W 2000 r. świat opanowała „potteromania", kiedy to wielbiciele opowieści o młodym czarodzieju zaczęli zbierać się przed księgarniami w noc poprzedzającą premiery kolejnych tomów „Harry'ego Pottera". Jeszcze nie skończył się szał na punkcie nieletniego okularnika, gdy żeńska część publiczności na całym świecie zaczęła śnić o bladolicym Edwardzie.
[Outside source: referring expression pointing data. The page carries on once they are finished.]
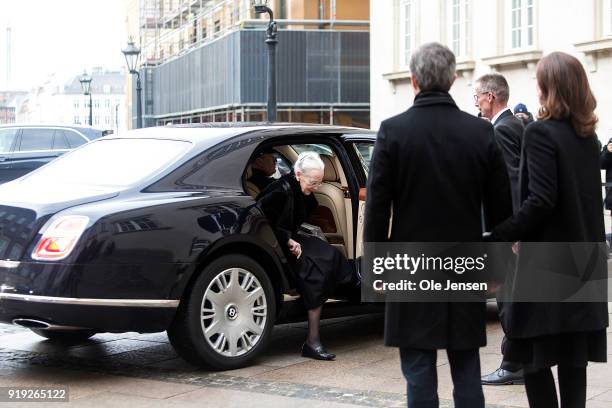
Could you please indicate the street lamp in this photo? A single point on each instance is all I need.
(85, 81)
(261, 6)
(131, 53)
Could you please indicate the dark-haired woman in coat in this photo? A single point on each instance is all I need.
(319, 267)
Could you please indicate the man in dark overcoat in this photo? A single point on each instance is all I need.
(491, 95)
(436, 166)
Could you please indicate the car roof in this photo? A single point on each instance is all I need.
(47, 125)
(212, 133)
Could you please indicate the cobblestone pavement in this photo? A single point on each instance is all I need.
(144, 371)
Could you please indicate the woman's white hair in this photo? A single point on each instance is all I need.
(308, 161)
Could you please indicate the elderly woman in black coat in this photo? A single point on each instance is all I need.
(561, 206)
(319, 267)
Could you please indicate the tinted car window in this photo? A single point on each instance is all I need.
(60, 141)
(74, 139)
(36, 139)
(111, 162)
(6, 139)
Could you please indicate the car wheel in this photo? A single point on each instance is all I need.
(227, 317)
(65, 336)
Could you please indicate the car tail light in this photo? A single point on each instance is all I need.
(60, 238)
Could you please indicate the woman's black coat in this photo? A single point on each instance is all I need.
(560, 202)
(605, 160)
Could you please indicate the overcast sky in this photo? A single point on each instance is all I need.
(60, 36)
Wraz z gigantycznym sukcesem sagi Stephenie Meyer „Zmierzch" pojawiły się liczne seriale i filmy eksploatujące mroczny świat wampirów, z których największym sukcesem okazała się „Czysta krew".

Cztery lata temu światowe listy bestsellerów zostały z kolei zdominowane przez skandynawskie kryminały, wśród których absolutnym triumfatorem był Stieg Larsson – jego trylogia „Millenium" sprzedała się w nakładzie 65 mln egzemplarzy. Losy „Pieśni lodu i ognia" George'a R.R. Martina, siedmiotomowej sagi fantasy, to natomiast przykład na to, jak telewizyjna ekranizacja podbija czytelnictwo oryginału.

Wydana w 1996 r. „Gra o tron", pierwsza część cyklu o świecie Westeros, echem odbiła się praktycznie tylko wśród fanów tego gatunku. Dopiero czwarty tom „Uczta dla wron", wydany w 2005 r., stał się najlepiej sprzedającą się powieścią w USA, zajmując pierwsze miejsca na liście New York Timesa i The Wall Street Journal. Zaś piąta część sagi, zatytułowana „Taniec ze smokami", zyskała status międzynarodowego bestsellera (w pierwszym dniu publikacji tylko w USA sprzedano niemal 300 tys. egzemplarzy), a jej sukces zbiegł się w czasie z em-i sją pierwszego sezonu serialu „Gra o tron", wyprodukowanego przez HBO i opartego na pierwszym tomie sagi.

Teraz, gdy na małe ekrany wchodzi drugi sezon „Gry...", nie ma już chyba nikogo, komu przynajmniej o uszy nie obiło się nazwisko autora, lub chociażby nie widział zaczytanych w grubych tomiszczach pasażerów komunikacji miejskiej. Fenomen „Pieśni lodu i ognia" można bez przesady porównać do popularności „Władcy pierścieni", a jego istnienie skutecznie zbija teorie o nieuchronnym zanikaniu zainteresowania literaturą w świecie zdominowanym przez smartfony i Internet.